Mit synthetischem Hirnschmalz
Apropos Marketing: Das Bewerben und Näherbringen von Büchern und Zeitschriften könnte in naher Zukunft von einer KI (Künstlichen Intelligenz) übernommen werden. Diese Technologie kann beispielsweise eingesetzt werden, um Inhalte bei ­Newslettern zu segmentieren und ­personalisieren – und dem Leser so eine Auswahl an Produkten, Texten & Co. zu empfehlen, die besser mit seinen Interessen korreliert.

Mit Blick auf die Publishing-Branche kann (und wird teilweise bereits) KI auch die Textkontrolle, die ­Übersetzung oder Formatierung eines Schriftstückes sowie die Plagiatsprüfung übernehmen. Aber auch für eine bessere Wahrnehmung im Internet – Stichwort SEO und Auto-Tagging – kann die Künstliche Intelligenz Verlagen und Autoren künftig unter die Arme greifen. Im gleichen Atemzug mit KI ist auch die NFT-Technologie zu nennen. Es ist denkbar, dass Autoren ihre Werke und E-Books mit fortschreitender Zeit vermehrt in Form eines Non-Fungible ­Tokens auf den Markt bringen. Der Vorteil: Durch die Tokenisierung wird eine künstliche Knappheit erschaffen – und das verhilft einem Buch zu mehr Exklusivität.

Lesestoff von allen – und für alle
Abschliessend betrachten wir einen potenziellen Trend, der seine Wurzeln nicht in der Technologie, sondern dem gesellschaftlichen Wandel findet: Im Sinne von mehr ­Inklusion und mehr Diversität werden zukünftig zunehmend Werke über die Ladentheke gehen oder auf dem E-Book-Display flimmern, deren Pro- und Antagonisten aus verschiedensten ethnischen Gruppen stammen.

Das gleiche lässt sich über das Bewerben von Büchern & Co. sagen – auch im Marketing von Publikationen wird Vielfältigkeit und Integration vermehrt kommuniziert und somit ein beherrschendes Thema werden.

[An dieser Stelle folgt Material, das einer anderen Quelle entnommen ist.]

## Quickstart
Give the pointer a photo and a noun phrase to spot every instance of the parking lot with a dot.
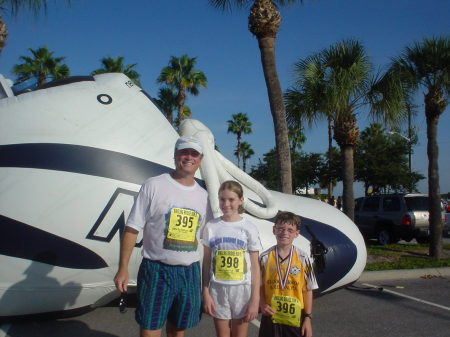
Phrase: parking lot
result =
(414, 304)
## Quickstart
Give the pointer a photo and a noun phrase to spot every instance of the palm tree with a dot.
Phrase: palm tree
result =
(181, 76)
(239, 125)
(299, 111)
(264, 21)
(425, 66)
(167, 102)
(41, 66)
(246, 153)
(335, 83)
(13, 6)
(111, 65)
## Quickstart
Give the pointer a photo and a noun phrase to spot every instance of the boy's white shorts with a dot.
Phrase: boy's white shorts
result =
(230, 300)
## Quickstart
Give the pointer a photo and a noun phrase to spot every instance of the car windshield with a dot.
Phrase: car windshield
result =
(417, 203)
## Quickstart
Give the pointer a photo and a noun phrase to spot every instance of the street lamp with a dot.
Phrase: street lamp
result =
(409, 146)
(409, 149)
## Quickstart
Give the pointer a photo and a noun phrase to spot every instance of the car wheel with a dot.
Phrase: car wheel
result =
(423, 239)
(384, 237)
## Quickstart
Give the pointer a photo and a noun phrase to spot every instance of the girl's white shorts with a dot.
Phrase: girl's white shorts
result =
(231, 301)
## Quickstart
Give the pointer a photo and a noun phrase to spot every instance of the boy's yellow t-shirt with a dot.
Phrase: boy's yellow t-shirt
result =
(287, 301)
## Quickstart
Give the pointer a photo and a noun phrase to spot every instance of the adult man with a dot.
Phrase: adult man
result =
(170, 209)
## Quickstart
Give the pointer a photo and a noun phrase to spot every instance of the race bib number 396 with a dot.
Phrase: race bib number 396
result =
(183, 224)
(288, 310)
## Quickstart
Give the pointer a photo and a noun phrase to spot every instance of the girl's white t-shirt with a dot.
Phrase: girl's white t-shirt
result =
(230, 243)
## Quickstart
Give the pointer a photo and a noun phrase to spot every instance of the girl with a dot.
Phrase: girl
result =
(231, 275)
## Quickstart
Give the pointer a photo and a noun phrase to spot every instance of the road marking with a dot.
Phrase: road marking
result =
(4, 330)
(408, 297)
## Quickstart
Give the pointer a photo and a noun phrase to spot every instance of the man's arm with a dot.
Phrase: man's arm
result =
(126, 248)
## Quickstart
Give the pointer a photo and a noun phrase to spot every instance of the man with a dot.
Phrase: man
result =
(170, 209)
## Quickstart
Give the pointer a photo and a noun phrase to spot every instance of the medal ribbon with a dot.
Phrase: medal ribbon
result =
(288, 268)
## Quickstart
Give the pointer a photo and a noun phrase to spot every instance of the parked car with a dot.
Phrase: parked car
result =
(392, 217)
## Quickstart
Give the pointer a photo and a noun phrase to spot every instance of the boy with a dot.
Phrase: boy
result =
(287, 281)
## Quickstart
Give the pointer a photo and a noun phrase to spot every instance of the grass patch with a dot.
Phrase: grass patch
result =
(396, 256)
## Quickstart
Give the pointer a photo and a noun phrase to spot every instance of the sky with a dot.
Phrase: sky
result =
(149, 32)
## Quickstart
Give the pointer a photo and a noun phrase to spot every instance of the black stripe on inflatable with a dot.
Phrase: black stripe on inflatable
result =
(80, 159)
(26, 242)
(341, 255)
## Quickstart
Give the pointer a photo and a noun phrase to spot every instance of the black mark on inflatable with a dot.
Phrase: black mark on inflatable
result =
(80, 159)
(23, 241)
(104, 99)
(113, 204)
(341, 252)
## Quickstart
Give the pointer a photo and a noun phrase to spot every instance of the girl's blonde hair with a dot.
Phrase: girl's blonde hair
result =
(235, 187)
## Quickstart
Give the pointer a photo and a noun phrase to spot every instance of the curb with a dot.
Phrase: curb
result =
(381, 275)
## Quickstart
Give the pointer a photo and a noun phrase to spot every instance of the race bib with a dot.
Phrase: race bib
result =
(288, 310)
(183, 224)
(229, 265)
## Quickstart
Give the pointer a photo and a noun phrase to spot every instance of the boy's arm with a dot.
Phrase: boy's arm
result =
(265, 308)
(252, 310)
(208, 303)
(307, 309)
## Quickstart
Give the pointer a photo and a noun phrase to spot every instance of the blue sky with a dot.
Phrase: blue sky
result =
(148, 32)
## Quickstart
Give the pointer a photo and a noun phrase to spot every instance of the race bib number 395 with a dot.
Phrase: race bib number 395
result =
(183, 224)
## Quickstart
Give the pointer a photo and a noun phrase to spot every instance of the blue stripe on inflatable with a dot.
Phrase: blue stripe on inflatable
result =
(26, 242)
(341, 255)
(80, 159)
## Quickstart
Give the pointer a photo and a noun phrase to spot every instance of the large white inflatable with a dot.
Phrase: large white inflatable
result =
(73, 155)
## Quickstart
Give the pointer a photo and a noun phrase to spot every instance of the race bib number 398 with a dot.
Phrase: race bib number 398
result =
(183, 224)
(229, 265)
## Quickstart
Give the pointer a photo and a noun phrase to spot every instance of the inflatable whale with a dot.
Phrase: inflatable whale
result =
(73, 154)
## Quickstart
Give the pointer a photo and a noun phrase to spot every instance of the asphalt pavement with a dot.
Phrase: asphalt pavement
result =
(399, 303)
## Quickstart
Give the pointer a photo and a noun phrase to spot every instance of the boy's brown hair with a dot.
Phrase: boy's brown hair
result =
(289, 217)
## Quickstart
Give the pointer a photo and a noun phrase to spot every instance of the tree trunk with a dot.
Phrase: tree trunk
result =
(267, 49)
(3, 33)
(330, 156)
(348, 177)
(238, 150)
(432, 114)
(180, 98)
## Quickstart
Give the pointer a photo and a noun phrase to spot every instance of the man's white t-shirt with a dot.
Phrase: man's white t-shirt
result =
(171, 215)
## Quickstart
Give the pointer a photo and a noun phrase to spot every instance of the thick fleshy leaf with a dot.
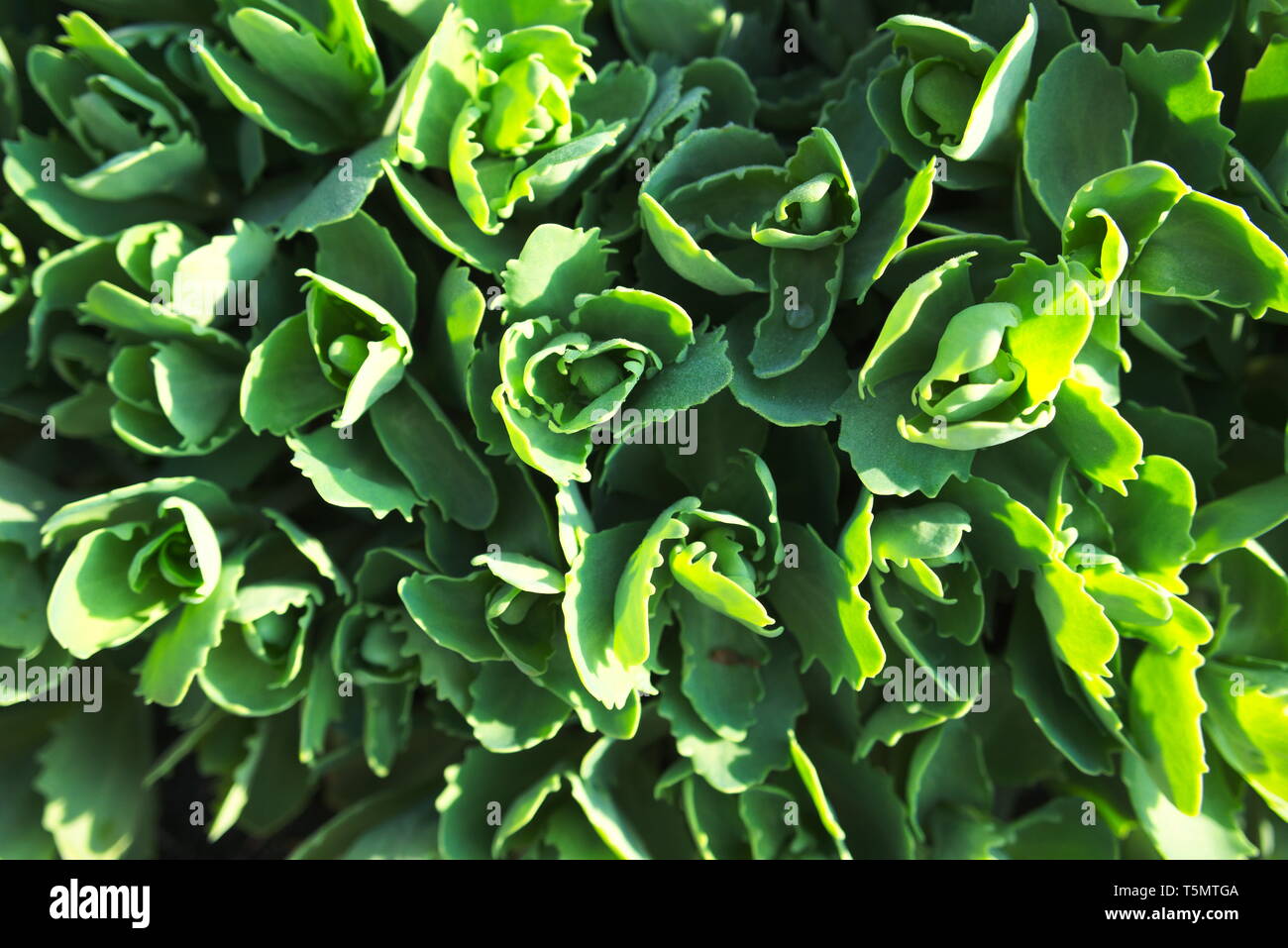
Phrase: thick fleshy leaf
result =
(822, 608)
(1085, 84)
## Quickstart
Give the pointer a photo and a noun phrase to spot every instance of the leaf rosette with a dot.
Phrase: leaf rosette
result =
(146, 359)
(269, 640)
(162, 557)
(492, 102)
(709, 559)
(977, 373)
(578, 352)
(954, 95)
(728, 213)
(313, 80)
(132, 153)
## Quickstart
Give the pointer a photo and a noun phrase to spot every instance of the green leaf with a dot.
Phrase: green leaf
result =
(283, 388)
(1212, 833)
(90, 608)
(509, 712)
(437, 460)
(1244, 720)
(1082, 90)
(803, 397)
(804, 286)
(1164, 723)
(180, 651)
(1234, 264)
(1098, 440)
(1180, 114)
(822, 608)
(733, 767)
(884, 460)
(555, 265)
(353, 472)
(342, 192)
(91, 779)
(1233, 520)
(589, 609)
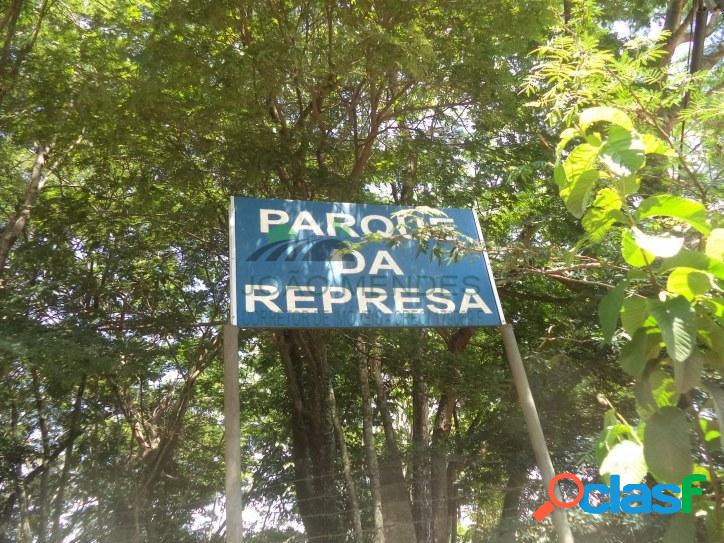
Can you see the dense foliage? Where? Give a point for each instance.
(587, 134)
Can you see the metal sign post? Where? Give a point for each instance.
(232, 431)
(535, 430)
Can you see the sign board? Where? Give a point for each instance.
(297, 264)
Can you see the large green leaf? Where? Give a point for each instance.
(675, 319)
(603, 214)
(715, 245)
(578, 177)
(632, 253)
(609, 308)
(644, 346)
(626, 459)
(623, 151)
(594, 115)
(634, 311)
(687, 374)
(689, 282)
(689, 211)
(667, 445)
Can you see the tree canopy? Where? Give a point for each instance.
(588, 136)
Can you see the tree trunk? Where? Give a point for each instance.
(313, 440)
(16, 223)
(397, 509)
(508, 522)
(439, 476)
(369, 442)
(347, 470)
(74, 428)
(421, 506)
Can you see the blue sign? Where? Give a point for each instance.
(298, 264)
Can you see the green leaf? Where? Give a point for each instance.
(689, 282)
(579, 178)
(653, 390)
(623, 152)
(682, 529)
(603, 214)
(656, 146)
(687, 374)
(566, 136)
(715, 245)
(675, 319)
(644, 346)
(693, 259)
(716, 393)
(664, 246)
(633, 313)
(594, 115)
(626, 459)
(609, 308)
(667, 205)
(632, 253)
(667, 446)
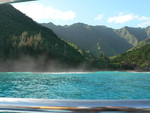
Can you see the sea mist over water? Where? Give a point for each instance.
(39, 64)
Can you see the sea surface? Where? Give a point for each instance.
(94, 85)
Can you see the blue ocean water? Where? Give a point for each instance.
(96, 85)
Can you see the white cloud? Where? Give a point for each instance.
(143, 18)
(99, 17)
(122, 18)
(38, 12)
(144, 24)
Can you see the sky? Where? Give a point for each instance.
(111, 13)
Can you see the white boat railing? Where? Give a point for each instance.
(52, 105)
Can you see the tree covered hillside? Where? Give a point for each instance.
(96, 39)
(101, 39)
(21, 36)
(137, 59)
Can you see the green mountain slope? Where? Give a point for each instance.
(141, 44)
(20, 36)
(136, 59)
(96, 39)
(132, 35)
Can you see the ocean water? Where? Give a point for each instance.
(95, 85)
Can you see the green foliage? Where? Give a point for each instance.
(20, 35)
(137, 59)
(101, 38)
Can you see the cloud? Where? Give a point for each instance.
(99, 17)
(38, 12)
(143, 18)
(144, 24)
(122, 18)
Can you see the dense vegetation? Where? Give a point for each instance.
(136, 59)
(26, 44)
(97, 39)
(20, 36)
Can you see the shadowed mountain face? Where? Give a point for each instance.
(20, 36)
(100, 39)
(135, 59)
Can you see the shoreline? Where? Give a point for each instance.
(75, 72)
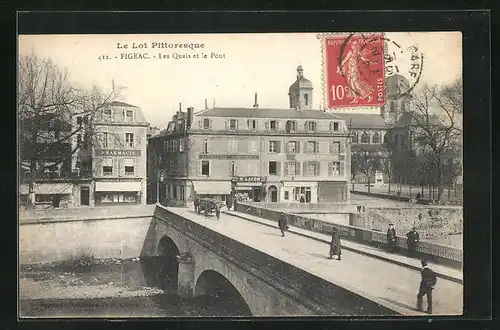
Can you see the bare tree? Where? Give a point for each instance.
(436, 124)
(48, 108)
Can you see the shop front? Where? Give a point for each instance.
(118, 192)
(212, 189)
(248, 188)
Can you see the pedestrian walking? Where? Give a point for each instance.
(217, 210)
(391, 238)
(335, 246)
(283, 224)
(427, 284)
(196, 204)
(412, 239)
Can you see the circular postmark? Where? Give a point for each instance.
(399, 61)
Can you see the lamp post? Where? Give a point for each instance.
(159, 178)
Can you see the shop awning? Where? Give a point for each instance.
(212, 187)
(118, 186)
(53, 188)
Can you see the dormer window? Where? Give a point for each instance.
(273, 125)
(252, 124)
(206, 123)
(129, 116)
(233, 124)
(310, 126)
(291, 126)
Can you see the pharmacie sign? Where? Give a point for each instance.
(117, 152)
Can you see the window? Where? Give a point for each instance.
(107, 166)
(129, 166)
(233, 124)
(129, 139)
(273, 168)
(107, 115)
(206, 123)
(333, 168)
(105, 137)
(292, 168)
(181, 145)
(291, 126)
(129, 115)
(274, 147)
(334, 147)
(273, 125)
(311, 126)
(293, 147)
(252, 124)
(312, 147)
(205, 167)
(354, 137)
(365, 138)
(312, 168)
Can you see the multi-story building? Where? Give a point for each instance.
(119, 159)
(94, 159)
(275, 155)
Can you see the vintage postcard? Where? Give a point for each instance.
(277, 174)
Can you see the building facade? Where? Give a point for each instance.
(101, 162)
(274, 155)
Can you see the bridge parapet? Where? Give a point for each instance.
(436, 253)
(295, 286)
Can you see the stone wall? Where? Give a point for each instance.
(434, 252)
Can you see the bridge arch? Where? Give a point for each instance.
(168, 264)
(221, 292)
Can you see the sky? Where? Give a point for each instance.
(235, 68)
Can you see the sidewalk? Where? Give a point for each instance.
(447, 273)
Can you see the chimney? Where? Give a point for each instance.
(189, 118)
(256, 104)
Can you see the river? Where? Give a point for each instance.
(62, 291)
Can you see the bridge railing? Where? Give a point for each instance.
(434, 252)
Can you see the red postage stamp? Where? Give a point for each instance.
(354, 70)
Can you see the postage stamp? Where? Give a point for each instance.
(354, 70)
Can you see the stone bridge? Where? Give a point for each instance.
(204, 262)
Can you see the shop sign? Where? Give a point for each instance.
(262, 179)
(208, 156)
(118, 152)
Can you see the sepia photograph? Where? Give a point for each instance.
(240, 175)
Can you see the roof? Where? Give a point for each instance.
(363, 120)
(121, 104)
(301, 82)
(267, 113)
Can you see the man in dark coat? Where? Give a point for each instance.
(217, 210)
(412, 239)
(391, 238)
(427, 284)
(335, 246)
(196, 204)
(283, 224)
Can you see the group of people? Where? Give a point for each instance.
(428, 277)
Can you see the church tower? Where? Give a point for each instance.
(300, 92)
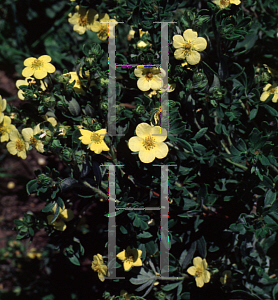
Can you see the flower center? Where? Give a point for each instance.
(83, 21)
(199, 272)
(19, 145)
(149, 75)
(149, 143)
(33, 141)
(2, 130)
(95, 138)
(103, 30)
(272, 90)
(37, 64)
(224, 3)
(130, 258)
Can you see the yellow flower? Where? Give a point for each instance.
(103, 28)
(38, 67)
(131, 258)
(3, 104)
(225, 3)
(28, 135)
(17, 146)
(124, 293)
(157, 115)
(94, 140)
(142, 44)
(5, 129)
(150, 77)
(65, 215)
(82, 19)
(227, 278)
(189, 46)
(78, 84)
(270, 90)
(149, 142)
(132, 33)
(99, 266)
(28, 81)
(199, 271)
(51, 120)
(33, 253)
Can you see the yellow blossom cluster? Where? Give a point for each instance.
(84, 19)
(17, 144)
(99, 267)
(225, 3)
(65, 215)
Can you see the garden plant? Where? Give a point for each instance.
(163, 115)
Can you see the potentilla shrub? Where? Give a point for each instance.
(164, 116)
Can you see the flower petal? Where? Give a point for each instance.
(11, 148)
(236, 2)
(67, 214)
(178, 41)
(135, 144)
(199, 281)
(143, 130)
(200, 44)
(206, 276)
(49, 68)
(189, 35)
(143, 84)
(121, 255)
(39, 74)
(159, 133)
(161, 150)
(146, 156)
(28, 71)
(192, 270)
(198, 262)
(45, 58)
(193, 58)
(155, 82)
(180, 54)
(138, 71)
(127, 265)
(28, 62)
(264, 96)
(27, 133)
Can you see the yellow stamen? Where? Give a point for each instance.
(37, 64)
(149, 143)
(83, 21)
(19, 145)
(198, 272)
(96, 138)
(33, 141)
(149, 75)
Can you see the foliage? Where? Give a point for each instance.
(222, 169)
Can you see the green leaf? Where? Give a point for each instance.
(151, 247)
(275, 291)
(48, 207)
(31, 186)
(74, 107)
(170, 286)
(73, 259)
(270, 198)
(144, 235)
(123, 230)
(202, 246)
(200, 133)
(184, 144)
(273, 112)
(56, 214)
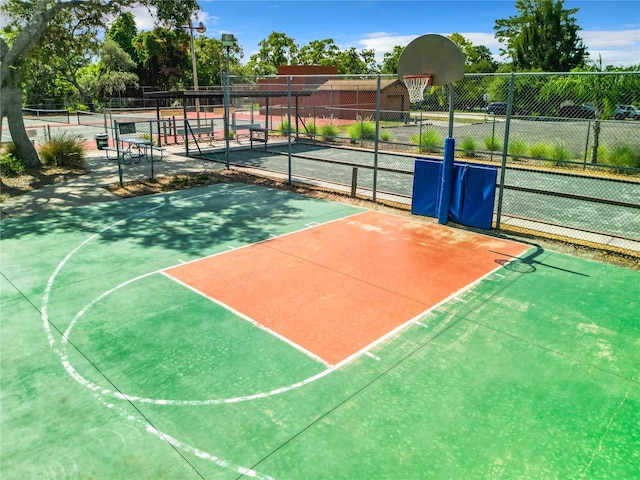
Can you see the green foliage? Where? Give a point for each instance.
(318, 52)
(275, 50)
(123, 31)
(390, 60)
(540, 150)
(329, 132)
(624, 156)
(164, 56)
(493, 144)
(561, 153)
(478, 58)
(283, 128)
(543, 36)
(428, 141)
(66, 150)
(469, 146)
(362, 131)
(517, 148)
(10, 165)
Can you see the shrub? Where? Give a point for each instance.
(362, 131)
(492, 144)
(66, 150)
(469, 146)
(540, 150)
(561, 153)
(10, 165)
(328, 132)
(283, 128)
(428, 141)
(311, 128)
(517, 148)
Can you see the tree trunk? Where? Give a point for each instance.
(11, 107)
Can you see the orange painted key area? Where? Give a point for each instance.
(337, 288)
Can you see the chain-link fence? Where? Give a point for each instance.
(567, 145)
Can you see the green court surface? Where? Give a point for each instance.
(112, 370)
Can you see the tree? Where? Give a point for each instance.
(123, 31)
(32, 23)
(76, 43)
(319, 52)
(115, 72)
(477, 58)
(544, 36)
(165, 57)
(275, 50)
(211, 60)
(390, 60)
(352, 62)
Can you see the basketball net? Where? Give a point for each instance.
(416, 85)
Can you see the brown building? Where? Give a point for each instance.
(344, 99)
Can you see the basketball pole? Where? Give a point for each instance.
(446, 182)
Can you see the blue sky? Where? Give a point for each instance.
(609, 28)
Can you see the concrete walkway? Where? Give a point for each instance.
(83, 190)
(102, 172)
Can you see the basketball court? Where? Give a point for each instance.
(236, 331)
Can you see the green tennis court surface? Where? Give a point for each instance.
(112, 370)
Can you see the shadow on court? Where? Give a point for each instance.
(111, 368)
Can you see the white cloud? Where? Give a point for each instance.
(143, 17)
(617, 48)
(620, 48)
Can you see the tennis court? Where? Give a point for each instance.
(236, 331)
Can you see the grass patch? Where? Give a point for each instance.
(469, 146)
(493, 144)
(429, 141)
(624, 156)
(66, 150)
(329, 132)
(517, 148)
(10, 165)
(540, 150)
(362, 131)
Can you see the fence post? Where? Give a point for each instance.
(504, 151)
(375, 154)
(289, 126)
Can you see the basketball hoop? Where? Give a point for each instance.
(416, 85)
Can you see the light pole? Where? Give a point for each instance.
(200, 29)
(228, 41)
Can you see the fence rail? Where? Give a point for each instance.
(559, 170)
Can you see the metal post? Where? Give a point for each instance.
(201, 29)
(289, 124)
(376, 145)
(226, 110)
(451, 103)
(504, 151)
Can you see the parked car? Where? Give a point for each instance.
(500, 108)
(577, 111)
(626, 111)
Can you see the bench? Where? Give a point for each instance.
(254, 128)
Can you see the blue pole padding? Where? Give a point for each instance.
(446, 183)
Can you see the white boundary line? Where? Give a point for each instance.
(100, 392)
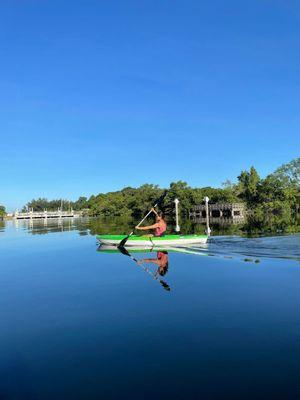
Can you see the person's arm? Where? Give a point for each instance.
(149, 261)
(154, 211)
(145, 228)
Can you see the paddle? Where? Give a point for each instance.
(126, 253)
(158, 201)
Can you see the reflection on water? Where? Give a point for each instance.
(248, 249)
(79, 321)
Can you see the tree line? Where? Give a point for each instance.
(272, 203)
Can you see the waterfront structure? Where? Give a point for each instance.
(220, 213)
(30, 214)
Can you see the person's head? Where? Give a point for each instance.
(160, 216)
(162, 270)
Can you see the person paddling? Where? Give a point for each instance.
(159, 227)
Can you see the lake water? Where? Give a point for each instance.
(221, 321)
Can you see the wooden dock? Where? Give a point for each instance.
(219, 213)
(45, 214)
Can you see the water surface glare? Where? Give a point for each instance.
(81, 322)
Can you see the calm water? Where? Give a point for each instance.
(77, 322)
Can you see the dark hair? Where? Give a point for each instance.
(161, 215)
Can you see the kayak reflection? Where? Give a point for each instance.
(149, 272)
(161, 260)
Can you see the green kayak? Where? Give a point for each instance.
(163, 241)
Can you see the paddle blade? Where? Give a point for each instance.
(123, 241)
(160, 199)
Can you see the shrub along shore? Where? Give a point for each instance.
(273, 203)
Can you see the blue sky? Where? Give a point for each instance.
(95, 96)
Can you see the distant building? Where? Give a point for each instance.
(220, 213)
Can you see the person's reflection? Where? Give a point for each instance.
(161, 260)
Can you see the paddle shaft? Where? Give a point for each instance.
(145, 217)
(122, 243)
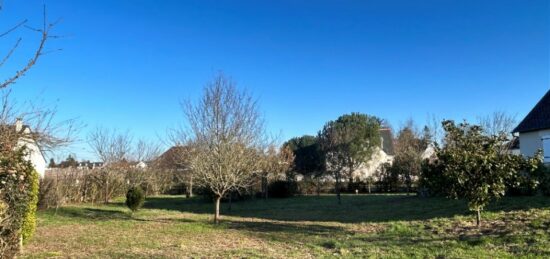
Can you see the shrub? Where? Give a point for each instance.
(16, 185)
(135, 198)
(282, 189)
(543, 174)
(29, 220)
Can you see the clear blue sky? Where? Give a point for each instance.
(126, 64)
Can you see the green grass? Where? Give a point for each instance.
(302, 227)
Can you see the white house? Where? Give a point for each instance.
(534, 130)
(383, 155)
(34, 155)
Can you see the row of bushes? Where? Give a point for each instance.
(71, 185)
(434, 183)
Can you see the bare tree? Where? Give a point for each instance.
(114, 149)
(111, 146)
(45, 35)
(225, 132)
(276, 162)
(48, 133)
(499, 122)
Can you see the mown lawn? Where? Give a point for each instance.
(301, 227)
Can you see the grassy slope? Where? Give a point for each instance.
(306, 227)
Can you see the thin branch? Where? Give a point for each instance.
(39, 52)
(12, 50)
(13, 28)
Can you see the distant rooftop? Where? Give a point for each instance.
(538, 118)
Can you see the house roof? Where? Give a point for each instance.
(538, 118)
(172, 158)
(513, 144)
(387, 137)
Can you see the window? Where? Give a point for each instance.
(546, 148)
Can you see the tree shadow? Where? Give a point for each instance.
(354, 208)
(105, 213)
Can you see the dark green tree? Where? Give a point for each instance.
(475, 166)
(308, 159)
(347, 143)
(409, 148)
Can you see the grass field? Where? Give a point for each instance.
(301, 227)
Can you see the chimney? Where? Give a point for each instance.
(18, 125)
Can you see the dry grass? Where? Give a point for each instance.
(302, 227)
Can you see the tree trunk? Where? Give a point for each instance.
(217, 210)
(264, 187)
(230, 200)
(368, 186)
(338, 190)
(318, 187)
(478, 218)
(191, 186)
(106, 191)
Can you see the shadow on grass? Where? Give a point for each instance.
(354, 208)
(106, 213)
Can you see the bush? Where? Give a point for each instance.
(17, 182)
(282, 189)
(29, 220)
(543, 175)
(135, 198)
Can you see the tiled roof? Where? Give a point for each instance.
(387, 138)
(538, 118)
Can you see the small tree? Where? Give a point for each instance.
(135, 198)
(408, 154)
(348, 143)
(308, 158)
(275, 165)
(226, 135)
(475, 166)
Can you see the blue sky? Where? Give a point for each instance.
(127, 64)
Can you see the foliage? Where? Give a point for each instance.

Ein anderer Blickwinkel – das sagen die Anbieter von Publishing-Lösungen:

Digitalisierung als Chance
Die Digitalisierung schreitet in der Publishing-Branche weiter voran. Neben klassischen Print-Produkten entstehen immer neue, digitale ­Plattformen, die perfekt auf die Bedürfnisse der Leserschaft zugeschnittene Inhalte bieten. Damit rücken nicht nur starker Content, sondern neue, innovative Technologien und digitale Prozesse in den Vordergrund. Diesen ­Herausforderungen müssen Medienhäuser und Verlage effizient begegnen. Das erfordert sowohl Änderungen an Organisationsstrukturen als auch internen Prozessen.
Matthias Kraus, CEO Xpublisher

Die Zukunft ist Multi-Channel
Einer von vielen Publishing-Trends 2022 ist die Unterstützung und Belieferung von immer mehr Plattformen, Medien und Ausgabekanälen. Um dem gerecht zu werden, ist vor allem eine zukunftssichere und flexible Publishing-Lösung notwendig, die sich laufend an die Veränderungen im Markt und in der Medienwelt anpasst. Damit einher geht meist die zentrale Verwaltung aller Assets und der standort- und abteilungsübergreifende Einsatz eines gemeinsamen Content Hubs.
Andreas Nentwig, Leiter Marketing InterRed

Flexibilität und Innovation
In einem sich rasant bewegenden Publishing-Umfeld ist es besonders wichtig, sich rasch neuen Gegebenheiten anpassen zu können. Gerade die Möglichkeit, mittels weniger Klicks ganze Produktkataloge, Flyer oder sonstige Dokumente mit Inhalten aus verschiedenen Datenquellen automatisch zu befüllen, spart enorm viel Zeit und Ressourcen. Innovative Softwarelösungen wie die von CI HUB und Xactuell können dabei einen ­signifikanten Wettbewerbsvorteil verschaffen. Hohe Kosten und mühseliges manuelles Abfüllen der Daten ist somit Schnee von gestern.
Roland Kannappel, CEO brix IT Solutions

Automatisierung wird matchentscheidend
Sinkende Druckauflagen bis hin zur Auflage 1, also Personalisierung oder Druck on Demand sind wirtschaftlich nur mit einem hohen Automatisierungsgrad darstellbar. Die Industrialisierung und Automatisierung der Produktion wird deshalb geschäftskritisch und ist zunehmend auch im «Upper Management» angesiedelt.

Ein weiterer Trend ist natürlich die Doppelver­wendung von Content in Print und App. Viele Verlage wollen das gleiche PDF, das zuvor für den Druck produziert wurde, dafür anpassen, was technisch gar nicht so einfach ist. Hier wird vielerorts ­fortwährend an Verbesserungen gearbeitet.